### **STOP Words**
- of, not, by ... are called stop words
- In count vectorisation concept in many cases those words unnecessarily **enlarge the vocabulary size**
- Not only that it also **misleads the predictions**
    - In texts those words are used very frequently, as a result depending on the **similar count some outliers may also fall into the class**

In [11]:
import pandas as pd
import numpy as np
import spacy
from spacy.lang.en.stop_words import STOP_WORDS


In [12]:
# Total available stop words
len(STOP_WORDS)

326

In [14]:
nlp = spacy.load('en_core_web_sm')

***the number of stop words in the text.***

In [15]:
text = '''
Thor: Love and Thunder is a 2022 American superhero film based on Marvel Comics featuring the character Thor, produced by Marvel Studios and 
distributed by Walt Disney Studios Motion Pictures. It is the sequel to Thor: Ragnarok (2017) and the 29th film in the Marvel Cinematic Universe (MCU).
The film is directed by Taika Waititi, who co-wrote the script with Jennifer Kaytin Robinson, and stars Chris Hemsworth as Thor alongside Christian Bale, Tessa Thompson,
Jaimie Alexander, Waititi, Russell Crowe, and Natalie Portman. In the film, Thor attempts to find inner peace, but must return to action and recruit Valkyrie (Thompson),
Korg (Waititi), and Jane Foster (Portman)—who is now the Mighty Thor—to stop Gorr the God Butcher (Bale) from eliminating all gods.
'''

In [16]:
doc1 = nlp(text)

In [None]:
tokens = [token.text for token in doc1 if not token.is_stop]
tokens

['and',
 'is',
 'a',
 'on',
 'the',
 'by',
 'and',
 'by',
 'It',
 'is',
 'the',
 'to',
 'and',
 'the',
 'in',
 'the',
 'The',
 'is',
 'by',
 'who',
 'the',
 'with',
 'and',
 'as',
 'and',
 'In',
 'the',
 'to',
 'but',
 'must',
 'to',
 'and',
 'and',
 'is',
 'now',
 'the',
 'to',
 'the',
 'from',
 'all']

In [21]:
stop_tokens = [token.text for token in doc1 if token.is_stop]
stop_tokens

['and',
 'is',
 'a',
 'on',
 'the',
 'by',
 'and',
 'by',
 'It',
 'is',
 'the',
 'to',
 'and',
 'the',
 'in',
 'the',
 'The',
 'is',
 'by',
 'who',
 'the',
 'with',
 'and',
 'as',
 'and',
 'In',
 'the',
 'to',
 'but',
 'must',
 'to',
 'and',
 'and',
 'is',
 'now',
 'the',
 'to',
 'the',
 'from',
 'all']

In [22]:
print(f"Total stop words present: {len(stop_tokens)} in total {len(text)} words.")

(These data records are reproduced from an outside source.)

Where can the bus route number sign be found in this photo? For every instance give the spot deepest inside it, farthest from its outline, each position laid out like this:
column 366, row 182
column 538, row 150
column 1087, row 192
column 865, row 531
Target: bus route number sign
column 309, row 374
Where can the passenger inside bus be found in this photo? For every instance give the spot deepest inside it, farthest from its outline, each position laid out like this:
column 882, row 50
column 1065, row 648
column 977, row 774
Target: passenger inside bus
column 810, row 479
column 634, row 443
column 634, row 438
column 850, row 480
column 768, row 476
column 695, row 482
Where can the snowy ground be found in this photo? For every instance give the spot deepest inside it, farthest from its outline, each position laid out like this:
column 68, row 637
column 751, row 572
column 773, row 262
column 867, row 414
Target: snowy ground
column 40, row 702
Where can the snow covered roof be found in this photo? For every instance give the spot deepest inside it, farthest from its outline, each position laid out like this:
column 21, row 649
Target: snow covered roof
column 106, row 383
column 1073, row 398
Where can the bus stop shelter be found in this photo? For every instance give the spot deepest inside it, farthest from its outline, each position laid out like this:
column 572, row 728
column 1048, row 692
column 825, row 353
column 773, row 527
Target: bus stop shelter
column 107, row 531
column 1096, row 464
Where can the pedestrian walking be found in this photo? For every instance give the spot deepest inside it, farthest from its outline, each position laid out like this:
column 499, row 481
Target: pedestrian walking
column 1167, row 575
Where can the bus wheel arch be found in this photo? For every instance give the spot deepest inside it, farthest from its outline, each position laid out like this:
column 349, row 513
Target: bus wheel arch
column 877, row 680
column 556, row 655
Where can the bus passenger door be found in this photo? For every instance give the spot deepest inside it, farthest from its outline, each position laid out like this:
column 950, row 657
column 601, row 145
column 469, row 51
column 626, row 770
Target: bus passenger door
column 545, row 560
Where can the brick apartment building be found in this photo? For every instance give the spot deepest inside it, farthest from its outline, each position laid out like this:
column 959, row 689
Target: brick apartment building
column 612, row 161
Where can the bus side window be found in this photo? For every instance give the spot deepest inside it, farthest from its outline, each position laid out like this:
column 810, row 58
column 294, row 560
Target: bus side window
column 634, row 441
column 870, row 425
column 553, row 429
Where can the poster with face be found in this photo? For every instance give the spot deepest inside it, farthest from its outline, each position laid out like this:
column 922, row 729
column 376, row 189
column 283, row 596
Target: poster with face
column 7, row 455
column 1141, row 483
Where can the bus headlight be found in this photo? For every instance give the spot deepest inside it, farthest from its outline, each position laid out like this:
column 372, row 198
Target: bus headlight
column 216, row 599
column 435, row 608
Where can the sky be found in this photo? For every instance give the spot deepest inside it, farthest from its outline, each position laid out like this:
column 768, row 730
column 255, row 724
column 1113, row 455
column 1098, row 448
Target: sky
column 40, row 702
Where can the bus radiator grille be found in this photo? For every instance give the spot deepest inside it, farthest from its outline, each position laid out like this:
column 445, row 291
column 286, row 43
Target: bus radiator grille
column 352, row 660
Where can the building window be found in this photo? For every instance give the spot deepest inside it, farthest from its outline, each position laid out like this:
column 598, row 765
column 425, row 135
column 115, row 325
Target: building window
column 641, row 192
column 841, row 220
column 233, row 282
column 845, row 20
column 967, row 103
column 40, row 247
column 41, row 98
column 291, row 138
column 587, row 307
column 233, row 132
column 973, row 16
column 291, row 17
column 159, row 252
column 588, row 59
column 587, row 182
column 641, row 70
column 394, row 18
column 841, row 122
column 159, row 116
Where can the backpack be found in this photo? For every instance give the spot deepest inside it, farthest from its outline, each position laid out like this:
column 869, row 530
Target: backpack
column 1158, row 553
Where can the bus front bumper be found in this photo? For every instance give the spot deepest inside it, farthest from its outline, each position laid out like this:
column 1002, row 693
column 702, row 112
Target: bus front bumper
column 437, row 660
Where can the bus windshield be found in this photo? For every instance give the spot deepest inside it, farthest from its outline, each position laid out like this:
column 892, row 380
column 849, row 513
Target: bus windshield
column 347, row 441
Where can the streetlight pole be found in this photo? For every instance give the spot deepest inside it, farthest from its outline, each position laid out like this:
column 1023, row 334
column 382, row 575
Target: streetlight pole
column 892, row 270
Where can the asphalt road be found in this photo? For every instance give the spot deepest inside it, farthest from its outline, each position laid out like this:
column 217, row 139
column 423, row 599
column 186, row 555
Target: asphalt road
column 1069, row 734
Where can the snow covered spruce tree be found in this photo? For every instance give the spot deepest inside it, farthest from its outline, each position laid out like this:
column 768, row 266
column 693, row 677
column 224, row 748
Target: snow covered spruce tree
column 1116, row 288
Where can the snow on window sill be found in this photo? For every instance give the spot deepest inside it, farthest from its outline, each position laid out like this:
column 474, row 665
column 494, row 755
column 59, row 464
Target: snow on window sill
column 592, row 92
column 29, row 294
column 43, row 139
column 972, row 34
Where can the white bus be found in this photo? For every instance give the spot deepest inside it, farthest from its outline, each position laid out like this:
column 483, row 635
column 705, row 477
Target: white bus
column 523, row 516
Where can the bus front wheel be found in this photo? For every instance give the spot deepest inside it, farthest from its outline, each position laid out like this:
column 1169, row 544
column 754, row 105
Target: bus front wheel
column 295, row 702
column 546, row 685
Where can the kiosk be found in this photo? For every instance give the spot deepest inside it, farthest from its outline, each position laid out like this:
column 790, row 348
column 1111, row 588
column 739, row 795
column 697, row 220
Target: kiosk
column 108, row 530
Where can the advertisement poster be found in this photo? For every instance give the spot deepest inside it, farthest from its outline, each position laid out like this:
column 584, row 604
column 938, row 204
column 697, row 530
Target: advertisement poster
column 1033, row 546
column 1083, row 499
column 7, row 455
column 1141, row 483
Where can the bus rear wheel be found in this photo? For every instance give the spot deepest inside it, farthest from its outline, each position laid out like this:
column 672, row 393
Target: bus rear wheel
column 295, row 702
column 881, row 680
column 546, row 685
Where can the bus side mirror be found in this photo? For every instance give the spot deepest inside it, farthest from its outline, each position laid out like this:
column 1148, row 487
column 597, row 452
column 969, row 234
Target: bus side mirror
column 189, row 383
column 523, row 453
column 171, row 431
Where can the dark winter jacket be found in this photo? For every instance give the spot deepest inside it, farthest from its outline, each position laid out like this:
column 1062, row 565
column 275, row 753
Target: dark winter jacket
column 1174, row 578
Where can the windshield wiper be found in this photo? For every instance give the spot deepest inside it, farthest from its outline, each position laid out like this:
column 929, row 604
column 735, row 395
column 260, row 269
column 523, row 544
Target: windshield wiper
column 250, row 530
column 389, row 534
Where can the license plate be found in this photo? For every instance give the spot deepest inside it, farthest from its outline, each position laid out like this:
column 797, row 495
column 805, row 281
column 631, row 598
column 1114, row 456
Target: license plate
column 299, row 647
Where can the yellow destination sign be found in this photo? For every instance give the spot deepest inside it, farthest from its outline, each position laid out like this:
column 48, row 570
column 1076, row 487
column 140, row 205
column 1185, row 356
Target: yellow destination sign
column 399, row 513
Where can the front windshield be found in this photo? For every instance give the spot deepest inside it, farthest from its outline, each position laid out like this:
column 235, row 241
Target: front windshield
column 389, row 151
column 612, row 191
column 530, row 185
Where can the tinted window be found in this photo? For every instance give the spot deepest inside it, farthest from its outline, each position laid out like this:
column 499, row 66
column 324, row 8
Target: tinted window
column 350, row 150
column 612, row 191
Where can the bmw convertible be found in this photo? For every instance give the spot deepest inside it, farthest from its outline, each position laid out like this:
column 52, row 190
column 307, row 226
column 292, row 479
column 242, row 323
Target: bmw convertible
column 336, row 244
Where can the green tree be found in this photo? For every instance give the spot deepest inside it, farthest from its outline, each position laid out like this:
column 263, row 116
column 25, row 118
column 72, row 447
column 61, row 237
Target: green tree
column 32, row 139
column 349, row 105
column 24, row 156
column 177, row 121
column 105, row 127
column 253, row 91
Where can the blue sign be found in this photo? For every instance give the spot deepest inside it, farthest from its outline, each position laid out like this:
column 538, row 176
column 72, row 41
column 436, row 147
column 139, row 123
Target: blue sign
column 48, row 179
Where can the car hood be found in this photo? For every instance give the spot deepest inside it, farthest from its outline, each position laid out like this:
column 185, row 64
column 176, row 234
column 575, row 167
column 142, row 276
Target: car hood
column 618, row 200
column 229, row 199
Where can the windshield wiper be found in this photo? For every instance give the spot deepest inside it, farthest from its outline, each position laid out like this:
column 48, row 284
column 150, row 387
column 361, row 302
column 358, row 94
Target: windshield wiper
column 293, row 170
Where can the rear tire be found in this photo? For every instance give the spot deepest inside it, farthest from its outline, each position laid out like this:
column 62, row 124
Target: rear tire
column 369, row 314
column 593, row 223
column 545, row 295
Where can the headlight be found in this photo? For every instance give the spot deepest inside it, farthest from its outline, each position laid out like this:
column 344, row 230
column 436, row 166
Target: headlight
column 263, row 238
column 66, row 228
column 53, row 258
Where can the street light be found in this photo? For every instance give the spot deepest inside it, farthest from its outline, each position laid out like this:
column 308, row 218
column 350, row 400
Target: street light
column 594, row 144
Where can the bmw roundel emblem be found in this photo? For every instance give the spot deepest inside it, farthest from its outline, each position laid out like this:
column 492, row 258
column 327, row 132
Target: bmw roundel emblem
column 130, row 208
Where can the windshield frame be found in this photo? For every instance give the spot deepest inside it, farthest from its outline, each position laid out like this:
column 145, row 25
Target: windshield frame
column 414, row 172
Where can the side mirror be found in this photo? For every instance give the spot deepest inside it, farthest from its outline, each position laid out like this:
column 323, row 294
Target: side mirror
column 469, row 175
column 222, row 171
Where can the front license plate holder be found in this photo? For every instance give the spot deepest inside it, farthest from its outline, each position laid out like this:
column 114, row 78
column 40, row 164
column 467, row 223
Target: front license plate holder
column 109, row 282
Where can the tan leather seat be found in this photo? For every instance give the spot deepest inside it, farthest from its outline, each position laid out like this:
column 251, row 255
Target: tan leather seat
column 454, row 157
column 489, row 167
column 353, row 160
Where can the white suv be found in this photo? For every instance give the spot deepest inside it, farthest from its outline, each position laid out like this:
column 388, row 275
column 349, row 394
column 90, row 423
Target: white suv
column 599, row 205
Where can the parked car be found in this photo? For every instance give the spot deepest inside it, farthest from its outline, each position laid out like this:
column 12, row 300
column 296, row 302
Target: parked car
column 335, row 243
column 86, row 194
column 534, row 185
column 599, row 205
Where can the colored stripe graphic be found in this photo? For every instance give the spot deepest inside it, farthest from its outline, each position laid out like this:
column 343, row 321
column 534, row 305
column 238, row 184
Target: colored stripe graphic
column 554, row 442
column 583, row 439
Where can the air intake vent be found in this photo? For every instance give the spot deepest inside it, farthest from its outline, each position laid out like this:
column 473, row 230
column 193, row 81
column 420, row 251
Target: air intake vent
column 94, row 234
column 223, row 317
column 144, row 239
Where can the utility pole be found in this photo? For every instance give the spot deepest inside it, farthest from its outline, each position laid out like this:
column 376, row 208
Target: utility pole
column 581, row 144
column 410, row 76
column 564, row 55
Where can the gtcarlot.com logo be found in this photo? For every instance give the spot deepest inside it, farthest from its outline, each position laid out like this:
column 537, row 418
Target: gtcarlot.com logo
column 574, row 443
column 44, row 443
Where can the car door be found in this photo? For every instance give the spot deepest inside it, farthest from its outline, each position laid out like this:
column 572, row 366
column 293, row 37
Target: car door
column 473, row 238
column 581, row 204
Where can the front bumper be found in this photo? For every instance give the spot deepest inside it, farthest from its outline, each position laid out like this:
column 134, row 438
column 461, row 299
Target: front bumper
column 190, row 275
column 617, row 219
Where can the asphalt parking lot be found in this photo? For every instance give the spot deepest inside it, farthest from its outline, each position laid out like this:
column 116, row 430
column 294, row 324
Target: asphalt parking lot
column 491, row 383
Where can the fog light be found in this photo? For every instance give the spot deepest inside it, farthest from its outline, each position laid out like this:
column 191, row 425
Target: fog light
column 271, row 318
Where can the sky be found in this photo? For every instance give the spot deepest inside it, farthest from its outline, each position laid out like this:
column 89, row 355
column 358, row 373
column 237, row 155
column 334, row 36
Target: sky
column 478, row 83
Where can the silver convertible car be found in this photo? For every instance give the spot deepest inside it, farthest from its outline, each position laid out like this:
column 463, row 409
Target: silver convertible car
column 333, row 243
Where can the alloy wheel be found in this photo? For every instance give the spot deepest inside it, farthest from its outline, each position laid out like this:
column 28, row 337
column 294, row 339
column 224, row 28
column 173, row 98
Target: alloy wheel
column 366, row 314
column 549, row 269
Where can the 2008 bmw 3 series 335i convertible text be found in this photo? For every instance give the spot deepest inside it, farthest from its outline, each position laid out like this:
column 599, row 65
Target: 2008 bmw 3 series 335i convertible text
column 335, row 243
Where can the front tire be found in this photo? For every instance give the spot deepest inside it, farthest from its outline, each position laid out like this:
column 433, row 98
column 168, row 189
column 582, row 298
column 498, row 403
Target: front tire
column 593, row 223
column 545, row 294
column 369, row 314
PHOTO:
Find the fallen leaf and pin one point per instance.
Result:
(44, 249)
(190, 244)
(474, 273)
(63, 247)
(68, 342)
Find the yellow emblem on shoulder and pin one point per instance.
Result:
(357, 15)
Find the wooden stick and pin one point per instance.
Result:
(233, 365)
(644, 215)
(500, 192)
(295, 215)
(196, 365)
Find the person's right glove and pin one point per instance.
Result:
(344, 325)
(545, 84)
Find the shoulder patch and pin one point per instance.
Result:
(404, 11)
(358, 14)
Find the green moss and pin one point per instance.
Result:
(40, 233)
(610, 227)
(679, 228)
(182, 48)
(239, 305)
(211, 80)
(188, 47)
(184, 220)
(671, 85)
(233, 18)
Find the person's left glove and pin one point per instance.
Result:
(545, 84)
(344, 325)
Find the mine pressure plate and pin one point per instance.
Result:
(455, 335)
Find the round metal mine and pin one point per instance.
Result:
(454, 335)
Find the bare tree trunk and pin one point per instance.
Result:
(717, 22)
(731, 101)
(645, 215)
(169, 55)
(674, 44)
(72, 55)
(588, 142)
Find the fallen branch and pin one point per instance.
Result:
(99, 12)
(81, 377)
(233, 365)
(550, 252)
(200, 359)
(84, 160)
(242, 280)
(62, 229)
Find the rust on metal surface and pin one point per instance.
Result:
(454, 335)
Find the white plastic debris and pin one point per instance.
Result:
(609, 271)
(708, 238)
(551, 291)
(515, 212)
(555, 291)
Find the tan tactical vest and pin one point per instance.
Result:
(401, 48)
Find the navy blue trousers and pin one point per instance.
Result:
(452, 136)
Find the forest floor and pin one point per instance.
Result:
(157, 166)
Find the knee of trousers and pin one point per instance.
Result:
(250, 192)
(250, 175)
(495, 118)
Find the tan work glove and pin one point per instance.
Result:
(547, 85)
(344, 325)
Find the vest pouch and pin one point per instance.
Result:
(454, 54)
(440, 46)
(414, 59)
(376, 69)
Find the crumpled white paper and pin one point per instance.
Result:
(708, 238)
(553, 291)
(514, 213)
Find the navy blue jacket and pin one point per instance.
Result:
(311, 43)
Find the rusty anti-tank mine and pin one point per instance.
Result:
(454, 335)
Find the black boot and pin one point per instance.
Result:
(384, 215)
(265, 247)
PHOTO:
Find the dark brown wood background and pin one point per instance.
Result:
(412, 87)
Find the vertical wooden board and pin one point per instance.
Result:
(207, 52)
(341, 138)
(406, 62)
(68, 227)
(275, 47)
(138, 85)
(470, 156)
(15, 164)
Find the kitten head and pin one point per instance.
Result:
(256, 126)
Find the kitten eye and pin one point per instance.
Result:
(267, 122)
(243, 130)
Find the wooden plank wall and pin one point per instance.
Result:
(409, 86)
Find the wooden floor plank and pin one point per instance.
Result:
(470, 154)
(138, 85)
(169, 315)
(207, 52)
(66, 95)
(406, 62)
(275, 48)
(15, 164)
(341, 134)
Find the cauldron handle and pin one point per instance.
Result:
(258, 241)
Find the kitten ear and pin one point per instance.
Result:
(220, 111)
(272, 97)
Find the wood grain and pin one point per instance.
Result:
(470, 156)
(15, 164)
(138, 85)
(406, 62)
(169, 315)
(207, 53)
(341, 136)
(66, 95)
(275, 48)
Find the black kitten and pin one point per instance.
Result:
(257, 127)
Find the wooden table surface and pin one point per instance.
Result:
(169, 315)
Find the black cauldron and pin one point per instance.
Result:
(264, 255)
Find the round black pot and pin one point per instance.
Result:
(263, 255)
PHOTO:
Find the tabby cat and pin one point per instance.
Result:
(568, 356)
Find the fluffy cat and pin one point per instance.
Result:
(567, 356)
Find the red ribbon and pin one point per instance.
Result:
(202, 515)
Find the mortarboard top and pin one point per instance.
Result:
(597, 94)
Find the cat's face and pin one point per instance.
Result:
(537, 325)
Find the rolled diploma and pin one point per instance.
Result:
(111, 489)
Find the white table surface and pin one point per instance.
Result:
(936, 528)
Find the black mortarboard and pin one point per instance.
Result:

Total stop words present: 40 in total 767 words.


******
-    Spacy default implementation considers "not" as a stop word. But in some scenarios removing 'not' will completely change the meaning of the statement/text. For Example, consider these two statements:

    - this is a good movie       ----> Positive Statement
    - this is not a good movie   ----> Negative Statement
-    So, after applying stopwords to those 2 texts, both will return "good movie" and does not respect the polarity/sentiments of text.


***removing the stop word "not" in spaCy***

In [24]:
text1 = 'this is a good movie'
text2 = 'this is not a good movie'

In [25]:
doc2 = nlp(text1)
doc3 = nlp(text2)

In [31]:
STOP_WORDS.remove("not")
len(STOP_WORDS)

325

In [33]:
# applying the condition in the nlp vocap also
nlp.vocab["not"].is_stop = False

In [34]:
tokens1 = [token.text for token in doc2 if not token.is_stop]
_text1 =" ".join(tokens1)
tokens2 = [token.text for token in doc3 if not token.is_stop]
_text2 = " ".join(tokens2)
_text1, _text2

('good movie', 'not good movie')

******
***the most frequently used token after removing all the stop word tokens and punctuations in it.***

In [35]:
text = ''' The India men's national cricket team, also known as Team India or the Men in Blue, represents India in men's international cricket.
It is governed by the Board of Control for Cricket in India (BCCI), and is a Full Member of the International Cricket Council (ICC) with Test,
One Day International (ODI) and Twenty20 International (T20I) status. Cricket was introduced to India by British sailors in the 18th century, and the 
first cricket club was established in 1792. India's national cricket team played its first Test match on 25 June 1932 at Lord's, becoming the sixth team to be
granted test cricket status.
'''

In [36]:
doc4 = nlp(text)

In [46]:
filtered_tokens = [token.text for token in doc4 if not token.is_stop and not token.is_punct]
filtered_text = " ".join(filtered_tokens)
filtered_text

'  India men national cricket team known Team India Men Blue represents India men international cricket \n governed Board Control Cricket India BCCI Member International Cricket Council ICC Test \n Day International ODI Twenty20 International T20I status Cricket introduced India British sailors 18th century \n cricket club established 1792 India national cricket team played Test match 25 June 1932 Lord sixth team \n granted test cricket status \n'

In [43]:
token_dict = {}
for token in filtered_tokens:
    if not token in token_dict.keys():
        count = 0
        for token_ in filtered_tokens:
            if token_ == token: 
                count = count + 1
        
        token_dict[token] = count

In [44]:
token_dict

{' ': 1,
 'India': 6,
 'men': 2,
 'national': 2,
 'cricket': 5,
 'team': 3,
 'known': 1,
 'Team': 1,
 'Men': 1,
 'Blue': 1,
 'represents': 1,
 'international': 1,
 '\n': 5,
 'governed': 1,
 'Board': 1,
 'Control': 1,
 'Cricket': 3,
 'BCCI': 1,
 'Member': 1,
 'International': 3,
 'Council': 1,
 'ICC': 1,
 'Test': 2,
 'Day': 1,
 'ODI': 1,
 'Twenty20': 1,
 'T20I': 1,
 'status': 2,
 'introduced': 1,
 'British': 1,
 'sailors': 1,
 '18th': 1,
 'century': 1,
 'club': 1,
 'established': 1,
 '1792': 1,
 'played': 1,
 'match': 1,
 '25': 1,
 'June': 1,
 '1932': 1,
 'Lord': 1,
 'sixth': 1,
 'granted': 1,
 'test': 1}